I feel now… I should clarify my statements, if for nothing else than for posterity. In drama, if a nude scene forwards a story or is shot in a way that adds insight into characters, I’m perfectly fine with it. Sometimes explicit scenes are required and make sense for the characters/story, as they do in Westeros. If it’s gratuitous for gratuitous sake, then I will discuss with a director on how to make it more subtle. In either case, like a good Mother of Dragons, I’m always in control.

The biggest clarification here is that while her initial comments were read to include all nude scenes, including the ones for the show Clarke is on, here she seems to give Game of Thrones a pass, saying that the nude scenes there make sense for the characters or story. There is certainly an argument to be made that some of the nudity serves the characters. The desire for sex is actually a major motivation for many in Westeros.
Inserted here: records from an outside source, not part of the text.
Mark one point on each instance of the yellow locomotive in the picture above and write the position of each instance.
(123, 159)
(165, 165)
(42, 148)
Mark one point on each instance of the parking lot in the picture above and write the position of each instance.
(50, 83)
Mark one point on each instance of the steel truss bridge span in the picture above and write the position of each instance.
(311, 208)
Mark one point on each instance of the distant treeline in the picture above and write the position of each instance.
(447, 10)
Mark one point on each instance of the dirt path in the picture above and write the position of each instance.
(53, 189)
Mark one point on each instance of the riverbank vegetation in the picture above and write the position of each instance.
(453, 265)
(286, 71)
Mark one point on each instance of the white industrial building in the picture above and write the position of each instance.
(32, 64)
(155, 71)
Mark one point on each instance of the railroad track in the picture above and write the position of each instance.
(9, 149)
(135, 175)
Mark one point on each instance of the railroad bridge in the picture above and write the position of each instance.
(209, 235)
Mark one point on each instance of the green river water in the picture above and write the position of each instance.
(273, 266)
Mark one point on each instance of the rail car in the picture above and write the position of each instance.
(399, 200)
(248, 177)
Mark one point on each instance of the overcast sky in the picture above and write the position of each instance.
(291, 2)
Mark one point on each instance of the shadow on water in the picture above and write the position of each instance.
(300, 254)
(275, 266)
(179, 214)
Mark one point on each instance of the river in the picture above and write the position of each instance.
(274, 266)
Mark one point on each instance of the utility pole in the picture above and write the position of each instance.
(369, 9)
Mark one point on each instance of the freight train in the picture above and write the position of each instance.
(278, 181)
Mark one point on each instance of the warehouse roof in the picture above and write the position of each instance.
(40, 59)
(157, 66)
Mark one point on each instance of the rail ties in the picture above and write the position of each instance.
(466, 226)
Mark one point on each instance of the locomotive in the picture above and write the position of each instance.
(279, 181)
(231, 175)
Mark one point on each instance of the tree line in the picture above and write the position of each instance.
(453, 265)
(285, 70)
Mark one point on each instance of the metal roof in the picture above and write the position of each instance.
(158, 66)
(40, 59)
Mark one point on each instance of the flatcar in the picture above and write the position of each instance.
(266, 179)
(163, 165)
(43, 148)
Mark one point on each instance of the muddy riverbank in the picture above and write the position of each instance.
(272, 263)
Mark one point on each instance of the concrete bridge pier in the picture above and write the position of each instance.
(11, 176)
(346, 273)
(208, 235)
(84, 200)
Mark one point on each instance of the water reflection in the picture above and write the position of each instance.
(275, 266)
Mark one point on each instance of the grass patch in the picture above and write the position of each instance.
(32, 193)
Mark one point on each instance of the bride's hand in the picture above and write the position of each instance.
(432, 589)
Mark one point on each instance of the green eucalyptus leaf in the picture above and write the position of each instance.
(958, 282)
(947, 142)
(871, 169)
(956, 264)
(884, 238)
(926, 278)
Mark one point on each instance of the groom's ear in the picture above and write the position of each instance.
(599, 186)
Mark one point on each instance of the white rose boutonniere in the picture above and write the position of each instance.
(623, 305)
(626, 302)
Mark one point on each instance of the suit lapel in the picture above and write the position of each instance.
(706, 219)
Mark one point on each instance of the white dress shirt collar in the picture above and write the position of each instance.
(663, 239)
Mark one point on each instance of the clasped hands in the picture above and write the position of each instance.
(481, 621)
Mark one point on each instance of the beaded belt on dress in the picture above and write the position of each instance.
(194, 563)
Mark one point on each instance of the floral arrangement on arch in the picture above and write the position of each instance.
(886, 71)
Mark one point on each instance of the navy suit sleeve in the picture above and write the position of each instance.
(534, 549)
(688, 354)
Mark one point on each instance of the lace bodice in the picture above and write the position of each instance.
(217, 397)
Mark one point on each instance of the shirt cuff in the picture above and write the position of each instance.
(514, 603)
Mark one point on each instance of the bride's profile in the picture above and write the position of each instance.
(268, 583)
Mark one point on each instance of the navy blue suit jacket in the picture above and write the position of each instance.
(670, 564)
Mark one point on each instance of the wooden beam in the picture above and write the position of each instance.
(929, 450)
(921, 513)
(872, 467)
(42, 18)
However, with the sheer volume of nakedness that occurs in the series, it is difficult to claim that none of it is gratuitous. It’s hard to tell if Clarke really feels all Thrones nudity is acceptable, or if she’s just trying to make nice with HBO.

The fact is many people have had issues with nudity on the show, not the least of whom is Clarke herself. While she did nude scenes earlier in the show’s run, she’s reportedly fought to keep her own clothes on in recent seasons, while others have walked out when they were asked to do nudity they weren’t expecting. Subtle just is not a word often associated with Game of Thrones.

Part of the problem is it’s not always obvious when nudity serves a narrative, rather than serving to titillate. Just because a scene takes place in a whorehouse, does that mean everybody, or anybody, should be naked? Certainly one can justify the skin, but does that make it necessary?

One thing is a near certainty. Justified or not, Game of Thrones will continue to have a substantial amount of nudity, even if they have to hire porn stars to accomplish it. We’ll see more than our share whenSeason 6 premieres on HBO in 2016.